Yearn Finance, the yield farming aggregator, dropped its version two (V2) on Jan. 17, with a slew of changes including a mechanism to funnel staking fees to the protocol’s treasury, meant to make development sustainable in the long term.
Yearn’s much anticipated V2 comes with a new fee structure which, while maintaining the same overall fee level of roughly 20%, eliminates the project’s withdrawal fee, adds a management fee (2%), and increases the performance fee (taken as a percentage of the yield generated on behalf of the user) to 73% from 17%.
With the new fee model, “incentives are better aligned as Yearn earns most of its fees and Users pay most of their fees only if the Vaults are performing well,” the proposal said.

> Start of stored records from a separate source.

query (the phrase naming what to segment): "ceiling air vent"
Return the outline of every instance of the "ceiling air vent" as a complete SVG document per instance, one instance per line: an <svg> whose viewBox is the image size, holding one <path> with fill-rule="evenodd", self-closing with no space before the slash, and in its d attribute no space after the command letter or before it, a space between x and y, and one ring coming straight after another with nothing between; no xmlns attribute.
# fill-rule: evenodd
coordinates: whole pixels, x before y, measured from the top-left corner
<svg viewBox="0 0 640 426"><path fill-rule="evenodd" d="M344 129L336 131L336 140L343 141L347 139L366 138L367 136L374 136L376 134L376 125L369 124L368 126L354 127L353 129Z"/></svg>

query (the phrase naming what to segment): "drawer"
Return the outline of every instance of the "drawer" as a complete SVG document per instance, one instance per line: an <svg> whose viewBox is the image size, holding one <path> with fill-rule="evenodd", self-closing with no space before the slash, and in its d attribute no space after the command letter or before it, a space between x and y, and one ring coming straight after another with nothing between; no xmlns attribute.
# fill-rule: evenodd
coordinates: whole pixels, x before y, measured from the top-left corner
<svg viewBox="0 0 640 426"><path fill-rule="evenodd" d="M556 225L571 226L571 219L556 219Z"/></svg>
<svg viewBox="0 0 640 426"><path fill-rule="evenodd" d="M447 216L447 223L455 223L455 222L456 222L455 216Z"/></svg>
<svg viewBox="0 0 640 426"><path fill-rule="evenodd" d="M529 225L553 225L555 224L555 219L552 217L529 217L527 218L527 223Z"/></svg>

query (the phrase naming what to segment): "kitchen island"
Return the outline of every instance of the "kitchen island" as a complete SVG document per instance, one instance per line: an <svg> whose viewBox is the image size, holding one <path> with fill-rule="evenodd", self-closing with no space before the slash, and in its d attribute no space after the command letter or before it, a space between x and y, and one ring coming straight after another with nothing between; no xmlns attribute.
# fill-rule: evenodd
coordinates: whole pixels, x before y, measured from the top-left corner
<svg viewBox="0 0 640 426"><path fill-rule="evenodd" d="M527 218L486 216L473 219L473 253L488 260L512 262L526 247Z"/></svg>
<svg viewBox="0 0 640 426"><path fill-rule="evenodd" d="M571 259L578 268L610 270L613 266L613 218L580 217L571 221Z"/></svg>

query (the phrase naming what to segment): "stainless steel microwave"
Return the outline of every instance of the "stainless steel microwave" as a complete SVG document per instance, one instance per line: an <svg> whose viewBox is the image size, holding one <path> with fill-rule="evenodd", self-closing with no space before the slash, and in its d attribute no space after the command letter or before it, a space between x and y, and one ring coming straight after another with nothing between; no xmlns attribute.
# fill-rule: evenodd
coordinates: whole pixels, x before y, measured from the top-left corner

The proposal’s creators hope the changes will retain users and generate a predictable revenue stream rather than the bulk of revenue occuring during a user’s unpredictable withdrawal period.
Flurry of Upgrades
Yearn has made a flurry of upgrades in the past week. Last week included the addition of leverage to the protocol, a founder’s rant, and collaborator Cream Finance shipping undercollateralized lending
V2 also allows single vaults to employ multiple yield farming strategies. The change aims to mitigate a feedback loop generated by Yearn’s own success: a vault’s high yield attracts capital, which then brings down the originally attractive yields. The protocol can now allocate a single vault’s capital across strategies.
1k Additional YFI
Yearn’s governance forum also had Twitter rocking as people debated whether minting 1,000 additional tokens, worth over $30M, would hurt or help the protocol. The additional tokens would break the 30,000 hard cap supply meme, as well as cast doubt on potential future inflationary events, though it would also allow core developers, who missed out on the initial token distribution event, to capitalize on the project’s success.
A compromise emerged as the yield aggregator’s community passed the Yearn improvement proposal (YIP-56), also known as the Buyback and Build Yearn (BABY) proposal. With YIP-56 YFI staking rewards will now be used to buyback YFI tokens and deposit them continuously in the newly established Operations Fund. The fund aims to establish a consistent treasury to fund protocol operations indefinitely.
Yearn Operation Spend, November 2020
Messari Senior Researcher Ryan Watkins, an author of YIP-56, said in an interview, “the community passing the BABY proposal is a great step in the direction towards properly capitalizing Yearn’s treasury in order to compensate core contributors well.”
Curve Finance Integration
Yet another change in the Yearn ecosystem is the development of permissionless pools in collaboration with Curve Finance. Permissionless pools, a key feature of exchanges like Uniswap, mean users can themselves create a pool to swap tokens (in the case of Uniswap, a trading pair). As Curve launched to exchange stablecoins (of which there are only a handful broadly used), there hasn’t been major demand for permissionless functionality. As more instances of algorithmic stablecoins emerge however, allowing users to create their own pools adds a dynamism to the protocol which Yearn founder Andre Cronje hints will increase Curve’s fee revenue and also total value locked.
Users can also create pools with tokenized forms of Bitcoin and combine them with Curve’s base pool of renBTC, wBTC, and SBTC, again, allowing for bootstrapped liquidity for new BTC tokens.
Watkins told The Defiant, V2 adds “exclusive integrations with Yearn ecosystem partners like Cream which provide Yearn competitive advantages other yield aggregators do not have.”
These integrations have the potential to give users access to capital pools that normal users, even whales, can’t access.
Change is always afoot with Yearn. No doubt YFI holders are eyeing the token’s all-time high of $43,000, achieved on September 12, as a key resistance level. YFI is currently hovering around $35,000, up 18% on the week.